Saturday, May 31, 2014

I Hate The War

Melinda Henneberger (Washington Post) has written one of the most insightful pieces on the VA scandal, the Shinseki resignation and the VA culture.  The piece went up this evening and here's an excerpt:

When he put new guidelines in place requiring that veterans be seen quickly, the response was to fake the paperwork to make it look as though wait times had disappeared.
But with nothing less than the lives of our veterans at stake, how could employees do that, and why would they lie?
Nickolaus’s answer to that question is that after years of being “told to shut up or retire,” most people eventually do one or the other. “You see the dead wood and get exasperated.”Overwhelmed, she said, you despair of actually changing anything, in other words, and give up.

The next Secretary of the VA is going to have to put in the time to check and re-check what he or she has been told in response to questions.  Serious oversight will be needed.

Right now, the wait list scandal has the nation's attention.

The scandals started in 2009.  Whether it's the veterans tuition checks scandal (not being sent out), the intentional misdiagnosis of Post-Traumatic Stress or any of the other scandals, the key detail is the secrecy.  The lack of transparency is ingrained and Henneberger's story gets at that with VA employees urged "to shut up or retire."

There has been no accountability in the VA.  Shinseki's resignation may be the first accountability since 2009.  The VA has been allowed to lie to Congress, they've been allowed to withhold information, they've been allowed to deny requests for named officials to testify, they've been allowed to ignore subpoenas from Congress.

This is the problem.

The current scandal results from this problem.

When there is neither accountability or transparency, you're going to have these scandals and the non-stop failures.

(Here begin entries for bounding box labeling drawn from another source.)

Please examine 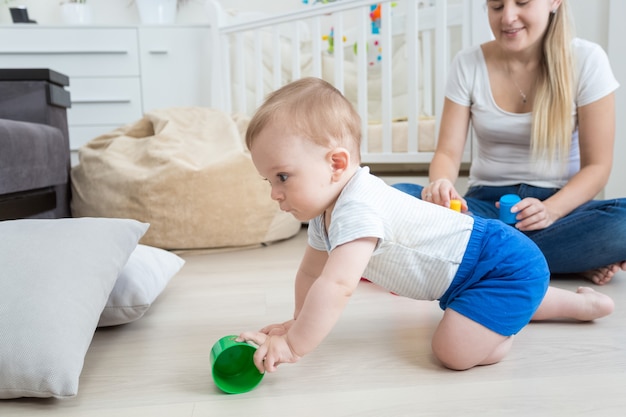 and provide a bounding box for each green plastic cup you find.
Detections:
[211,335,263,394]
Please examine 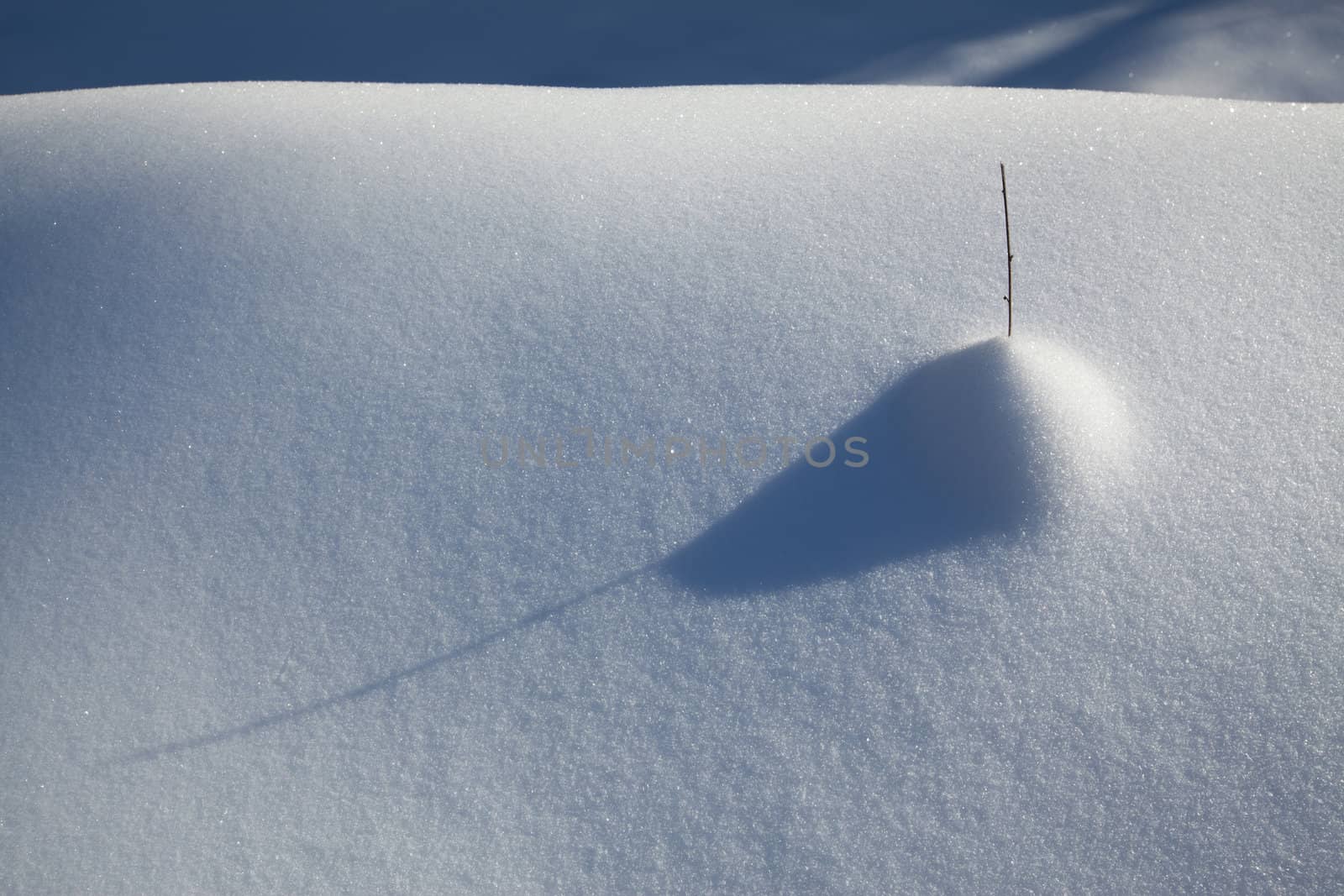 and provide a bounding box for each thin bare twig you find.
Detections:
[999,163,1012,336]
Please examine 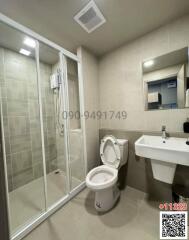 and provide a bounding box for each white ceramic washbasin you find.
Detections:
[135,135,189,184]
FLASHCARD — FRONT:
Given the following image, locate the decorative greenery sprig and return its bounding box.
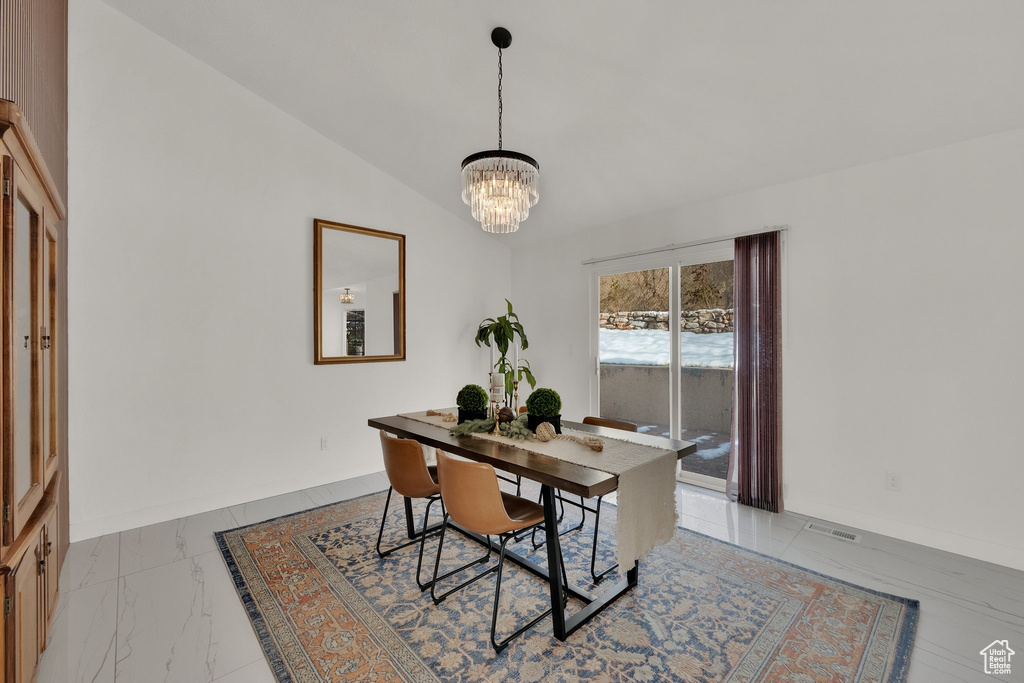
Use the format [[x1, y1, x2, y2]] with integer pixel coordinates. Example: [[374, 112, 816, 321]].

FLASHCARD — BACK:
[[451, 415, 534, 441]]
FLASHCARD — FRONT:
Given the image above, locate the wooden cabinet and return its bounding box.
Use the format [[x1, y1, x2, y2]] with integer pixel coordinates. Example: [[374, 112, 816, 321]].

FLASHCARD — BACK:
[[0, 99, 68, 683]]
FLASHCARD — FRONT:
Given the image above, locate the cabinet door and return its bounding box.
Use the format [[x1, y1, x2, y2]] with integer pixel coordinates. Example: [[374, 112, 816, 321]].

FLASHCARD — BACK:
[[39, 225, 60, 485], [10, 541, 42, 683], [3, 160, 44, 544], [39, 505, 60, 626]]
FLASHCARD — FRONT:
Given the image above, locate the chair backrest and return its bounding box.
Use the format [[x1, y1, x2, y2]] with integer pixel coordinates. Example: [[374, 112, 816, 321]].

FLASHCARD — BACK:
[[583, 417, 637, 432], [437, 451, 516, 533], [381, 430, 440, 498]]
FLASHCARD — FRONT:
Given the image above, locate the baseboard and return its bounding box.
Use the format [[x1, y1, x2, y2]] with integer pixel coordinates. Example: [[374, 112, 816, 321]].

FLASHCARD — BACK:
[[68, 471, 382, 543], [785, 497, 1024, 571]]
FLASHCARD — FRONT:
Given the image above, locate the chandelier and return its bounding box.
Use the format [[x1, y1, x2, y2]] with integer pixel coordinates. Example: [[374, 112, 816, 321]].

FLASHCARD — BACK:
[[462, 27, 541, 232]]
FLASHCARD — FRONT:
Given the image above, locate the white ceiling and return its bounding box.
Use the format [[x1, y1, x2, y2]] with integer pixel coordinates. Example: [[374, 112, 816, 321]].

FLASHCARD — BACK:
[[101, 0, 1024, 241]]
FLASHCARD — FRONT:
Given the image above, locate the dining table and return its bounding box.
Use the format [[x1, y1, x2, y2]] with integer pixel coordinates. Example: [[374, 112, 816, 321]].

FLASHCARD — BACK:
[[367, 415, 696, 641]]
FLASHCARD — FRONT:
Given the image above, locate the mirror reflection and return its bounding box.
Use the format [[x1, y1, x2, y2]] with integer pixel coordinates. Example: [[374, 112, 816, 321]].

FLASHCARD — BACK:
[[314, 219, 406, 364]]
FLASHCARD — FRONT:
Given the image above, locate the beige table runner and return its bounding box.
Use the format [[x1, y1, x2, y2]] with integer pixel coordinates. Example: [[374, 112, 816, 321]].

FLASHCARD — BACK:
[[401, 409, 677, 568]]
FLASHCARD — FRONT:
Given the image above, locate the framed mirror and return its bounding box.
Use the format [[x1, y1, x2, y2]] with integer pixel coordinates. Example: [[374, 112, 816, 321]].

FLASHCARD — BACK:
[[313, 218, 406, 365]]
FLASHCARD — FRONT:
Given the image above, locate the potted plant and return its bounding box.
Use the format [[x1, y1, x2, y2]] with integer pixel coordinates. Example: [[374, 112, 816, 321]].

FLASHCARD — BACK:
[[455, 384, 487, 425], [526, 387, 562, 434], [476, 299, 537, 407]]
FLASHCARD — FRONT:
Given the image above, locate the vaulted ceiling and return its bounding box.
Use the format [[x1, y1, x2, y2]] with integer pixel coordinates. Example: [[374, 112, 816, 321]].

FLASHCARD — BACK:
[[99, 0, 1024, 241]]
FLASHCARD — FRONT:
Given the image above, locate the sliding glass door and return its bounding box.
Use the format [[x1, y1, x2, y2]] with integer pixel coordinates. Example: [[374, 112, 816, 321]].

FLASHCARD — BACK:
[[597, 267, 672, 436], [591, 241, 734, 489]]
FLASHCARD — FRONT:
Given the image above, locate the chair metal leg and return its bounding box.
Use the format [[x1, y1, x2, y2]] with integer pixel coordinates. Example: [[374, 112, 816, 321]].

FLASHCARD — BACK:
[[416, 498, 444, 591], [590, 496, 618, 584], [490, 525, 568, 652], [377, 486, 439, 557], [430, 514, 497, 605]]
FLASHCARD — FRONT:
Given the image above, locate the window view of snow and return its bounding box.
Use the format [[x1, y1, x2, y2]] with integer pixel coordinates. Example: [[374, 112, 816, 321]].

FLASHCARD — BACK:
[[600, 329, 733, 368]]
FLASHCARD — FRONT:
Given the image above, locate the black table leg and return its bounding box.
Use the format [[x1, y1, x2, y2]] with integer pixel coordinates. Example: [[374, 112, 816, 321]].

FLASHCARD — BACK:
[[541, 484, 568, 640]]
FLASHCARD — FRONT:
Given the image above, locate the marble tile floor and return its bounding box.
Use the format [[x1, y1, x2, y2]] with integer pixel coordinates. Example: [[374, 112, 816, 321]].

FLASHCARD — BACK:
[[37, 473, 1024, 683]]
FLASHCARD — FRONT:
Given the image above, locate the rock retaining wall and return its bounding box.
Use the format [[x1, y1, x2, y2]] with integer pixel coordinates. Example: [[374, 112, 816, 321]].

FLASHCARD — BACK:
[[601, 308, 733, 334]]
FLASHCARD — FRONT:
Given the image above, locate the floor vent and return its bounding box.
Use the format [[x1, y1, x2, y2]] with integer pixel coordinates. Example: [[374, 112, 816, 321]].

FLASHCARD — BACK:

The next Secretary needs to address that.  US President Barack Obama needs to make clear that the VA must operate within the law -- that means recognizing that Congress exists to be a check on them as much as it exists to pass laws -- and that they must be transparent.  It should also be made clear that the VA will not be able to use two sets of lists (a real one and a fake one) or to alter results by chopping 41 days off (which the Inspector General revealed this week though the press ignored it) or disguise reality by redefining terms like "error."

The VA has been out of control for some time.  That didn't start with Shinseki, but the culture of secrecy worsened under Shinseki. If veterans are going to be served, the next Secretary must make a commitment to transparency and accountability and he or she must have the full backing of Barack on this.





It's over, I'm done writing songs about love
There's a war going on
So I'm holding my gun with a strap and a glove
And I'm writing a song about war
And it goes
Na na na na na na na
I hate the war
Na na na na na na na
I hate the war
Na na na na na na na
I hate the war
Oh oh oh oh
-- "I Hate The War" (written by Greg Goldberg, on The Ballet's Mattachine!)


The number of US service members the Dept of Defense states died in the Iraq War is [PDF format warning] 4489.